The Big and Small of It
Authored by: Ken Nishikawa, Creative Digital Artist
If I had to narrow down one thing I’ve gained over my years working in the creative industry, it’s the value of perspective–from experiences both good and bad that bring life into focus. One such valuable perspective was moving from a large agency to a small one. The three biggest differences? Client rosters, daily workflow and work-life balance.
Due to the sheer bulk of manpower and budgets available at large agencies, they may be better equipped to handle the high volume of work that larger, high-profile clients tend to want. They also have the capacity to deliver faster due to the wider distribution of workflow, increased internal resources, etc.
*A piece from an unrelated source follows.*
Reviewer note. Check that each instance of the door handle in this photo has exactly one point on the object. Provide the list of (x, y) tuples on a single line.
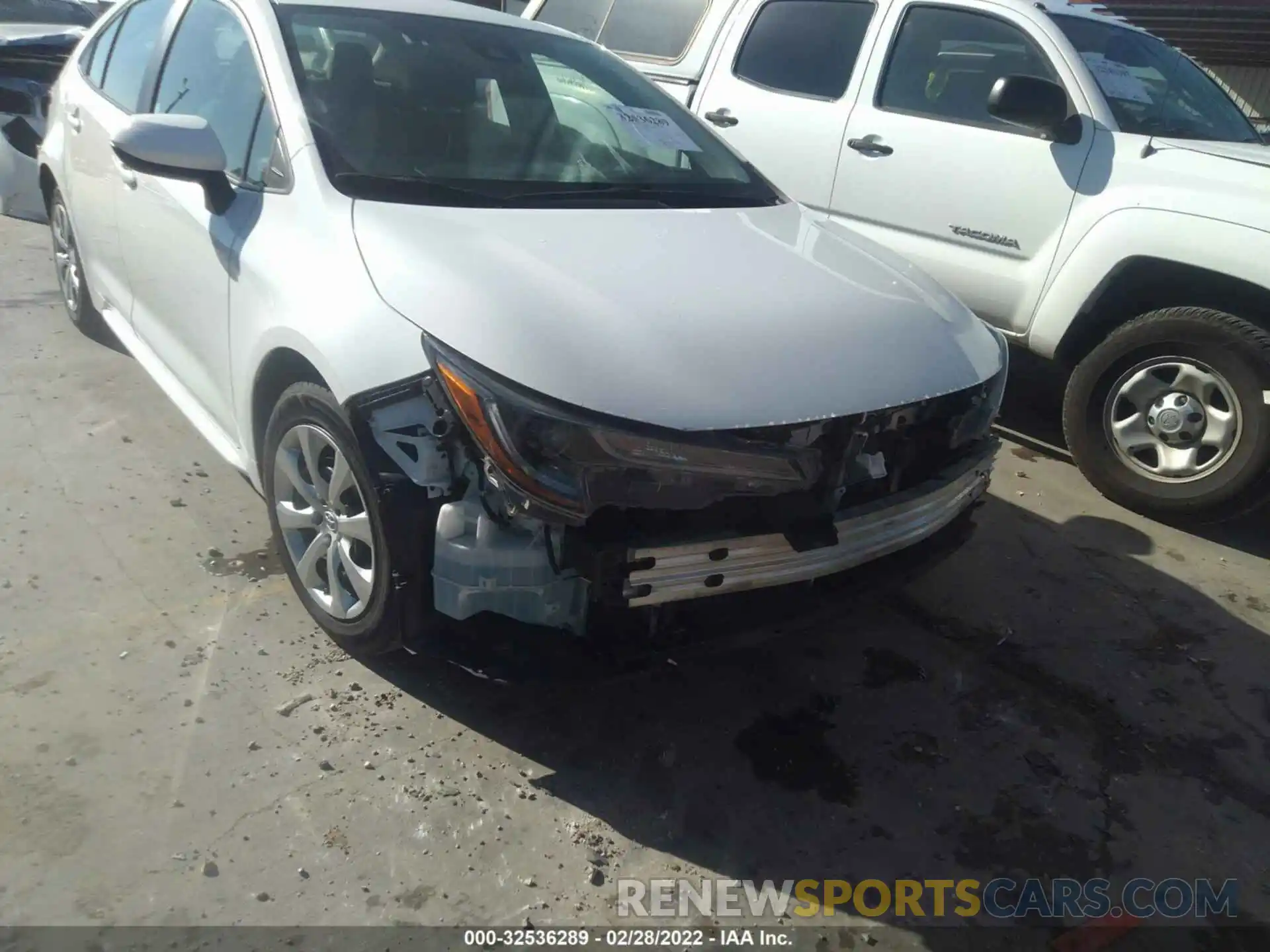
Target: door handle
[(869, 146), (723, 118)]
Larger agencies will likely have a diverse assortment of big name clients—resulting in individuals developing a nicely buffed-up portfolio and resume after only a few years. On the downside, bigger clients require staff to be dedicated solely to that account. So, there is less chance for diversity, along with a lack of experience that is gained while working on different clients facing different marketing challenges.
At a smaller agency, while the client roster could still include big names, the volume and variety of work can be vastly different. With less internal resources available, small agencies typically work on less projects at one time. However, with less departments and red tape from management, communication is often swifter, leading to more efficiencies and faster turnaround times. It is normal for boutique agencies to work with smaller companies, generally utilized as a marketing/creative partner. In my experience, while working on high-profile clients is certainly a plus for your resume, it isn’t necessarily a requirement when finding a job, since both large and small clients require a creative mind to solve their unique problems.
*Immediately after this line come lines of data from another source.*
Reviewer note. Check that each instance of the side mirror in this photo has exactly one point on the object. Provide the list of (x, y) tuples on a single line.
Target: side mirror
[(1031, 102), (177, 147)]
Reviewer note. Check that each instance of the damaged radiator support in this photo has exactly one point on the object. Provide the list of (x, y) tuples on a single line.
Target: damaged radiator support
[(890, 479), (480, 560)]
Based on my time spent within a large agency, I can attest to the analogy of it being a highly mechanized structure that relies heavily on the use and adherence to process. The advantages of this structure really shine particularly when working with high volumes of work moving at high speed, much like having a finely tuned machine, where the multitude of small parts all move in concert of one another with minimal drag. But similar to the drawbacks found in robots glorified in sci-fi movies, a well-oiled machine may not necessarily possess a certain level of emotional sensitivity. It’s my observation that while levels of empathy exist in both large and small environments, governing policies of a more “mechanized” company tend to yield to the desires of a client over the needs of its employees.
A boutique agency can adopt similar processes found in big agencies, but for me, it feels and functions more like a family collaborating rather than individual pieces operating within a machine. There is much to be praised for the smaller, simpler work community compared to a bulky multi-departmental, heavily process-layered system. Individual actions, abilities and perspectives can carry much more weight within this type of environment. Thus, lending more opportunities and responsibilities that can grow your skill set whether as a creative or in an account position.
I’ve had my share of hectic, challenging periods in both large and small agencies. Ultimately, you just have to be sensitive to your personal limits. Having a work-life balance is no joke. If you aren’t given the time to mentally decompress, it is surprising how the pressure can build on itself, until even the most level-headed person breaks down. It is about understanding which environment you most flourish in, or finding the right “fit,” that folks needs to be aware of. This goes for agencies of all sizes. Some people thrive in the “well-oiled machine.” They love the process and having a single purpose, in a larger, more systematized company. Mega-budgets are gazed upon in awe and anticipation, and make the impossible timelines and high-stress completely worth it. Long hours can lead to rare friendships as teams work together. Or long hours can be the epitome of Hell – depending on the type of boss you have. There is truth in the “work hard, play harder,” philosophies, and some thrive on beer cart Thursday’s, while others see it as a ploy to keep people in the office.
At a small agency, you can build great friendships with the team, but also leave the office at a normal time. There is more flexibility for when you need to take your dog to the vet or you need a mental health day. Working from home may be less frowned upon, and playing ping-pong with the owners may not be a taboo. You might not have a glorified portfolio of huge clients, but you can still have a portfolio of outstanding work. It is very much a “what you see is what you get” landscape, and though there is not an opportunity to move departments, you might find more opportunities for promotion. It is all a matter of perspective. Regardless of what size company you’re in, or wish to go, I highly recommend an environment that allows enough mental breathing space to frequently evaluate your life holistically. What you choose to do from there should be a conscious decision, made by yourself after self-reflection, rather than a decision left to the ebb and flow of industry.
Creative industries are made for every personality, work-type, etc. I am thankful for my own experiences in different landscapes, because they have shown me what I value in my work-life balance. Everyone has their own unique journey in their career, and it may be a road filled with trials and errors before you find the right place for you, but always acknowledge that there are options. If you are looking to be a part of something huge, a large agency might be for you. If you can’t fathom the idea of it, it isn’t that advertising is not right for you, you just might be looking in the wrong place.